The 10 Things I Wanted from Origami but Didn't Get

When Microsoft launched a viral marketing campaign for a hardware device I should have been wary. Heck, I should have turned and run the other way. Engadget didn't help, posting a bunch of Photoshoped 'possible sightings', but still -- I should have known better. I was excited, and I expected something big, something paradigm breaking. What I got instead, was something else.

Look, it's easy to criticize, and there's plenty of ammunition for that, but instead I've decided to be a little more constructive. So here's the UMPC I wish had been revealed at CeBIT 2006.

And it was,
  1. Elegant, modern, and shiny. Think Sony or Apple. Small but not too small, and it was all screen -- no real-estate wasted on navigation buttons and joy-sticks. Instead, there were buttons on the side that would trigger onscreen keyboards or softkeys.
  2. Light and durable. As light as a paperback book, and about as delicate as one. Throw it in a backpack, toss it onto a desk. No problems.
  3. Whisper quiet while generating almost no heat.
  4. So energy efficient that its charge lasted just like my phone, at least a day or two of active use, and at least a week if it waited on standby.
  5. More connected than a Washington insider. Wi-Fi, Bluetooth, IR, USB 2, GPS -- everything. If there was a signal to get, it got it. And when connected I could of course browse the web and do my emails. Plus of course, a built-in webcam and mike, plus SPDIF, DVI, and TV out.
  6. Able to play my videos. And my music. And my games.
  7. WinXP or Vista based, so I could run my applications, and write my own, without having to learn a new language or framework. Hell, I'd even be able to write code on it.
  8. Chock full of storage and memory. 80Gb hard drive and 1Gb of RAM came standard.
  9. Fast to load and booted quickly. Very quickly. But of course usually it just went in and out of standby mode -- in less than a second.
  10. Cheap. Coming in at just under US$500.
A device like this would mean I had real computing power with me everywhere I went, holidays, the daily commute, whatever. And not just a little web-browsing and email checking like a PDA or Blackberry -- real production level power.

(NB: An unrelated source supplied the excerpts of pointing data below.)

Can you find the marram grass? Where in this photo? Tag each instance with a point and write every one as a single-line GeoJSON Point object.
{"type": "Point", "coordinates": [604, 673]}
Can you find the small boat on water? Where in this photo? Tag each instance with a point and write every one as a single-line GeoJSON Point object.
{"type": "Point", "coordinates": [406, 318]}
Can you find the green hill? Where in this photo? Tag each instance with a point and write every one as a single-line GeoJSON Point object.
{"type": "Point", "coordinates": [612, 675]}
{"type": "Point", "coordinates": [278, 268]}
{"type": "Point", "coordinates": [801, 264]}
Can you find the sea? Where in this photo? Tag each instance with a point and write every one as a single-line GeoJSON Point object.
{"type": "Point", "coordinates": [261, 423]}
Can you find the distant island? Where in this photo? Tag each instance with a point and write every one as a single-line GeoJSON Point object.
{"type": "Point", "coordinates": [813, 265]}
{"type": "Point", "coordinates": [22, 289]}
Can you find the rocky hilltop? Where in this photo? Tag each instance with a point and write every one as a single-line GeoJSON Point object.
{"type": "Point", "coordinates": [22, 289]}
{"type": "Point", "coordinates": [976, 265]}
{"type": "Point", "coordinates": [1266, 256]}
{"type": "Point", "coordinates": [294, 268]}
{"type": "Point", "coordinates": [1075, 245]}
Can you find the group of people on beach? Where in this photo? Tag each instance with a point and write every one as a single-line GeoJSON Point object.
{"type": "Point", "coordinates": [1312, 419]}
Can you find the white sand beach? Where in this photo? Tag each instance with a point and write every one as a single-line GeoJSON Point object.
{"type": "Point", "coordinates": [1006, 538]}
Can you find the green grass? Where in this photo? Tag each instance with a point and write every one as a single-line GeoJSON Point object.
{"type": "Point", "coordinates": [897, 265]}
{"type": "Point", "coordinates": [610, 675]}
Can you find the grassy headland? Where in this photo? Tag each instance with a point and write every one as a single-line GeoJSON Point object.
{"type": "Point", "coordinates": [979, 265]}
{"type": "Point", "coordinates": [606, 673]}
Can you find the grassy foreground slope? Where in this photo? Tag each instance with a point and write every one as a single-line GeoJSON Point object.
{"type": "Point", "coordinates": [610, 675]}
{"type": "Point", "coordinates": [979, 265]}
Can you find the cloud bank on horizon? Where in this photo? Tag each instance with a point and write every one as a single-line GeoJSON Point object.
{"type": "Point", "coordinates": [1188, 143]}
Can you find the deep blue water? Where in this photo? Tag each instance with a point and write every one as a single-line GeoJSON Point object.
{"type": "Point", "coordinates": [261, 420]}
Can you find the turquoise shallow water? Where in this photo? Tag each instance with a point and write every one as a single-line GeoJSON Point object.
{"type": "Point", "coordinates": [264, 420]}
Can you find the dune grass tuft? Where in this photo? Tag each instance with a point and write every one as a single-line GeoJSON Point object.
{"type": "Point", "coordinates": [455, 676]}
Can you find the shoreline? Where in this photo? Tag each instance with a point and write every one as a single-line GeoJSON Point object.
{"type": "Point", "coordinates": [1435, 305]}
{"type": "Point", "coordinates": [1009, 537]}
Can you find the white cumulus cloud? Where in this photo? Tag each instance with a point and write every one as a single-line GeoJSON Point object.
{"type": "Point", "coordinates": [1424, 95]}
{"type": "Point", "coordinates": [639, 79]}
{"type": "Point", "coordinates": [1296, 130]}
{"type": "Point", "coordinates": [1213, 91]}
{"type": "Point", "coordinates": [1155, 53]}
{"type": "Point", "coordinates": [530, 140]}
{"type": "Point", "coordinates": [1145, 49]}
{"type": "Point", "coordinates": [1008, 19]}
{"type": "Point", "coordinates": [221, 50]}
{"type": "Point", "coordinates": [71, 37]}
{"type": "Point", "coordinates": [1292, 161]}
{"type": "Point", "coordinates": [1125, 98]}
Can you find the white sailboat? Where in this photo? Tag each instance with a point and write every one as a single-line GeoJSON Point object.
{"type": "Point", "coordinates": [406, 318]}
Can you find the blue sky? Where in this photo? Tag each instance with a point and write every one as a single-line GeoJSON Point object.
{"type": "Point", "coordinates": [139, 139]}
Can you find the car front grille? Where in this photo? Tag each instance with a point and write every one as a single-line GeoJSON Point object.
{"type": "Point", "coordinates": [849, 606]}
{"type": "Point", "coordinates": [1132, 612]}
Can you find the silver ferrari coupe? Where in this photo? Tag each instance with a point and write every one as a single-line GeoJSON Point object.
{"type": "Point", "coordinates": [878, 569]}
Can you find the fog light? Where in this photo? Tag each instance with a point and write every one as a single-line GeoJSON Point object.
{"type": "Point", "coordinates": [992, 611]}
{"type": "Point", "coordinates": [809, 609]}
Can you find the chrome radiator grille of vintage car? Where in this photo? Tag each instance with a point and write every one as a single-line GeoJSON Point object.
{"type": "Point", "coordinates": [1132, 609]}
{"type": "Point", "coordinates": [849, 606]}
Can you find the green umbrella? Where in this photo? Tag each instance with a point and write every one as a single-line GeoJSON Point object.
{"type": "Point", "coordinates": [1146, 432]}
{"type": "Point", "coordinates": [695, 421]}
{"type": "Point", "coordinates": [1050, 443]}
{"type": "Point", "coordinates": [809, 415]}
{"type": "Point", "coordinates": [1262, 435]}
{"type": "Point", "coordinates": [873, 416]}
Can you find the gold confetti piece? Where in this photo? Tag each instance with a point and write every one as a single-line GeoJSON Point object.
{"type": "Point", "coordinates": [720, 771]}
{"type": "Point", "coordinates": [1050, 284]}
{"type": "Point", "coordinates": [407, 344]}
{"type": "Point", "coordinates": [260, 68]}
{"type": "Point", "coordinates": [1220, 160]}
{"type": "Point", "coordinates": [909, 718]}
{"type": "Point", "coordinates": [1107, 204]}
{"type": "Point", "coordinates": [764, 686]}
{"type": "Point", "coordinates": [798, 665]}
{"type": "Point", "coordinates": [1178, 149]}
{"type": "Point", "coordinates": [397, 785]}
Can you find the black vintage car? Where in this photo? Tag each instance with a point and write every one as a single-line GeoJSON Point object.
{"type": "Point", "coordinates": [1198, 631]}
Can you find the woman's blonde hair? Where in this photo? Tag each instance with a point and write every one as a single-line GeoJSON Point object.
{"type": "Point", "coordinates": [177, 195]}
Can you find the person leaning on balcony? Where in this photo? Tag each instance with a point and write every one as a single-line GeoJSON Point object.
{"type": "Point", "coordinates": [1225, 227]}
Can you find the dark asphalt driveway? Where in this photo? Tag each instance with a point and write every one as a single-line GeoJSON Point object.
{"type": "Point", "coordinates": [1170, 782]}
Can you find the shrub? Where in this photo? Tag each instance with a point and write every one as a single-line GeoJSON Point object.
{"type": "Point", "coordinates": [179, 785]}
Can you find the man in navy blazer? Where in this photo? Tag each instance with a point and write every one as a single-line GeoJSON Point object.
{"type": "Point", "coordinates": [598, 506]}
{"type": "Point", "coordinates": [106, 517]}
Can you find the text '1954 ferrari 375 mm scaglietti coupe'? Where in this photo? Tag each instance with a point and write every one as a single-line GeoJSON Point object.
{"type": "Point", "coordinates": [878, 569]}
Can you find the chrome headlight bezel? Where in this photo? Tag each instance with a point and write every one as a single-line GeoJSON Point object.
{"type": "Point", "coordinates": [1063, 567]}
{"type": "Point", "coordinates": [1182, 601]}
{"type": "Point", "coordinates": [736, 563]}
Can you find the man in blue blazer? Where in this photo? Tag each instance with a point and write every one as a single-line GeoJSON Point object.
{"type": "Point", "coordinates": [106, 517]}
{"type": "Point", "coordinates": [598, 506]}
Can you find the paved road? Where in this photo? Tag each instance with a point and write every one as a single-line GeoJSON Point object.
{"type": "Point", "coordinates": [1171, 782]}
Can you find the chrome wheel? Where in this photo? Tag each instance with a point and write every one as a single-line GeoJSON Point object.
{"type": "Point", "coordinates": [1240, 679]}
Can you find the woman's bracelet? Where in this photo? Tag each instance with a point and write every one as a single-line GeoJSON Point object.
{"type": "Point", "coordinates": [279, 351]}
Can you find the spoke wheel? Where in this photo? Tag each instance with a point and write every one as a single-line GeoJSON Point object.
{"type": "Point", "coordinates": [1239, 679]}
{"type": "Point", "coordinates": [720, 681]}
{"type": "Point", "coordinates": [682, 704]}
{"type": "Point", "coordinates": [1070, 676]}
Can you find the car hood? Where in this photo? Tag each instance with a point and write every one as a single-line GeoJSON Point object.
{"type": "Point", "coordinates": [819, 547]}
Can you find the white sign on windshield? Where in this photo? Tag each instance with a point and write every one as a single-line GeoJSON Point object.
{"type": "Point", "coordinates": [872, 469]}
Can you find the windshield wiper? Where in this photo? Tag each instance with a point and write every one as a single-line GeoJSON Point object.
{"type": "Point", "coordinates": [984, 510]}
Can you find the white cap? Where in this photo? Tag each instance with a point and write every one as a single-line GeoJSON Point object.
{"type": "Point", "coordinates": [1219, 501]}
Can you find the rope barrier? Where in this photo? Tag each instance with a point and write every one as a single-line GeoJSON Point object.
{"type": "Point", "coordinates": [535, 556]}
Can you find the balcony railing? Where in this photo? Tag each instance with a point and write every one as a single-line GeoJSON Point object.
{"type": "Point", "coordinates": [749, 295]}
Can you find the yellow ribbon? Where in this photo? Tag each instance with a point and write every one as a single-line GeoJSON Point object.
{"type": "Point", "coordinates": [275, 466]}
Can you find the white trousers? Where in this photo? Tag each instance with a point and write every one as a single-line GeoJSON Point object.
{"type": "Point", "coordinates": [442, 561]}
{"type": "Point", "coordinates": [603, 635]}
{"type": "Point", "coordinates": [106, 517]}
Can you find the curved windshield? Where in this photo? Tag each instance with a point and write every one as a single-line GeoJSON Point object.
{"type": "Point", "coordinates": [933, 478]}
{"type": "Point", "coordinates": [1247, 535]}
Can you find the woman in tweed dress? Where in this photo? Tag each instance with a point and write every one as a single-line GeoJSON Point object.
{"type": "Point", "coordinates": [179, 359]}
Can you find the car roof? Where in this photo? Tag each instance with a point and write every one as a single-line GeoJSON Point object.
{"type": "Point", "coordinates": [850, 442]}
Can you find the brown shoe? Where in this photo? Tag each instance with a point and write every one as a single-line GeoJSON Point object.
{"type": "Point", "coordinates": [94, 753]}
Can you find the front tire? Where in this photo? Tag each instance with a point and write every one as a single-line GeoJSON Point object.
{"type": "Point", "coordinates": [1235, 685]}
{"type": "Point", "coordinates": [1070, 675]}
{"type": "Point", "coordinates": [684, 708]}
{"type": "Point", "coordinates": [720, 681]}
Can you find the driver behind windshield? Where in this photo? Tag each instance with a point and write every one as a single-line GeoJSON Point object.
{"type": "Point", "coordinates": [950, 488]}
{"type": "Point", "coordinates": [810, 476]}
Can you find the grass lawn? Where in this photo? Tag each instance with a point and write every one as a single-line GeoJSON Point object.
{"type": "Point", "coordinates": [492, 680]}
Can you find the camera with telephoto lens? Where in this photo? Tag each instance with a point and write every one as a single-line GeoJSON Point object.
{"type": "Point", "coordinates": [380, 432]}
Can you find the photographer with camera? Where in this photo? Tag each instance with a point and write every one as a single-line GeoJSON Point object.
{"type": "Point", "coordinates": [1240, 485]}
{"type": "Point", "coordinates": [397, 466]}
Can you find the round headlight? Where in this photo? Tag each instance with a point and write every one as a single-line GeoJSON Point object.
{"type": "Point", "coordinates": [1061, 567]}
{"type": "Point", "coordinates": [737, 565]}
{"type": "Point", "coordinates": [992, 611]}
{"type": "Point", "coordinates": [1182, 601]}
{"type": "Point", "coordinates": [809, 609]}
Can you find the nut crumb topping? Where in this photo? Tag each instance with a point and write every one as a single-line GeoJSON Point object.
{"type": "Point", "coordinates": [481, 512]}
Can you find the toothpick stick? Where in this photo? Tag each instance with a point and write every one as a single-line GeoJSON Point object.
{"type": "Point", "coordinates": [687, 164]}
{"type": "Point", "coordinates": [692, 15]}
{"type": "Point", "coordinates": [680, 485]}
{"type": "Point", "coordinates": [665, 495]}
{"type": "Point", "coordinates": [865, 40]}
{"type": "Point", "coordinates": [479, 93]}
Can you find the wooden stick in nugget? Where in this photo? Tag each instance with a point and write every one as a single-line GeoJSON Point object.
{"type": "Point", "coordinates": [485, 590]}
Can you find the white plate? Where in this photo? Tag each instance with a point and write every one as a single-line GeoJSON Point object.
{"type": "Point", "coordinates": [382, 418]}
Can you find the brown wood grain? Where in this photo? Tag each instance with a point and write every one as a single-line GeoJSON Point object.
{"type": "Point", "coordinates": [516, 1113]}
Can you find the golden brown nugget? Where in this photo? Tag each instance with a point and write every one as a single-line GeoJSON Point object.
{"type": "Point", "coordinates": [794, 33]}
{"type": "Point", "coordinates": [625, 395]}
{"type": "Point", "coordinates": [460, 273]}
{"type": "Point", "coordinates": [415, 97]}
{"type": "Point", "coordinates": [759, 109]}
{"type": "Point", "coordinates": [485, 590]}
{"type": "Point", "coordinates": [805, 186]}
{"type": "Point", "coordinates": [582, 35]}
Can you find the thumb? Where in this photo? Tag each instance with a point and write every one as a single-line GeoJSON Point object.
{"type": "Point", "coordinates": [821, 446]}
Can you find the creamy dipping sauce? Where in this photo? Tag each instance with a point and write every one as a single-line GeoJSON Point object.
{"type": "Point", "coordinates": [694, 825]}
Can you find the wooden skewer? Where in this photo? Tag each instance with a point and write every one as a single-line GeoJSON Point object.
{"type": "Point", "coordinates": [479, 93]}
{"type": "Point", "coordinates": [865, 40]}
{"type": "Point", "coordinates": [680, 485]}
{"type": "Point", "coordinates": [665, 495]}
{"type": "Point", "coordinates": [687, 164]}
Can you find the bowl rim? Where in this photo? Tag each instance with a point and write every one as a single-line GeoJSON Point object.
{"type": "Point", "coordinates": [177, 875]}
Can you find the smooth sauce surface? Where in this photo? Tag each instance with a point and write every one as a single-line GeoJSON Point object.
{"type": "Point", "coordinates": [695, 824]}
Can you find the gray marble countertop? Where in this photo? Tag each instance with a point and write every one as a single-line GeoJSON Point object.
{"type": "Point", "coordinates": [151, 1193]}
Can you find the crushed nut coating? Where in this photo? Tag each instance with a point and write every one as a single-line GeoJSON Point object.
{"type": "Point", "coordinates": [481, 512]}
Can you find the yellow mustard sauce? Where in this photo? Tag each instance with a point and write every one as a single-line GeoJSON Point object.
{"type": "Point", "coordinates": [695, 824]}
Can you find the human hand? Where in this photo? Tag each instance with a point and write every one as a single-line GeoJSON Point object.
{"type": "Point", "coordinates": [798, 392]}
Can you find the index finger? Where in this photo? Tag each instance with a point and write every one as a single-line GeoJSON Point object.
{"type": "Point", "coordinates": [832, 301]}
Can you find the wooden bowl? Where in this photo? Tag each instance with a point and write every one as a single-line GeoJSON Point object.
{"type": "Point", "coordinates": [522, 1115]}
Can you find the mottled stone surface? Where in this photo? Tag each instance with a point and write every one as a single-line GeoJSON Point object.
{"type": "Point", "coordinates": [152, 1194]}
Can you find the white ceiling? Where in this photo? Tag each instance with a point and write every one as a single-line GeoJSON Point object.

The laptop gets saved for activities that need real graphics power, or a real keyboard and mouse setup. The PDA becomes is there when all I'm bringing is what fits in my pocket.

It was, in short, the perfect cross between a PDA and a notebook -- powerful and big enough to do productive work, but small and light enough to carry around with me everywhere.


But this was not to be. Instead we have three machines that won't reduce your laptop dependency one jot, and are destined to be more road-kill than iPod or PSP killer.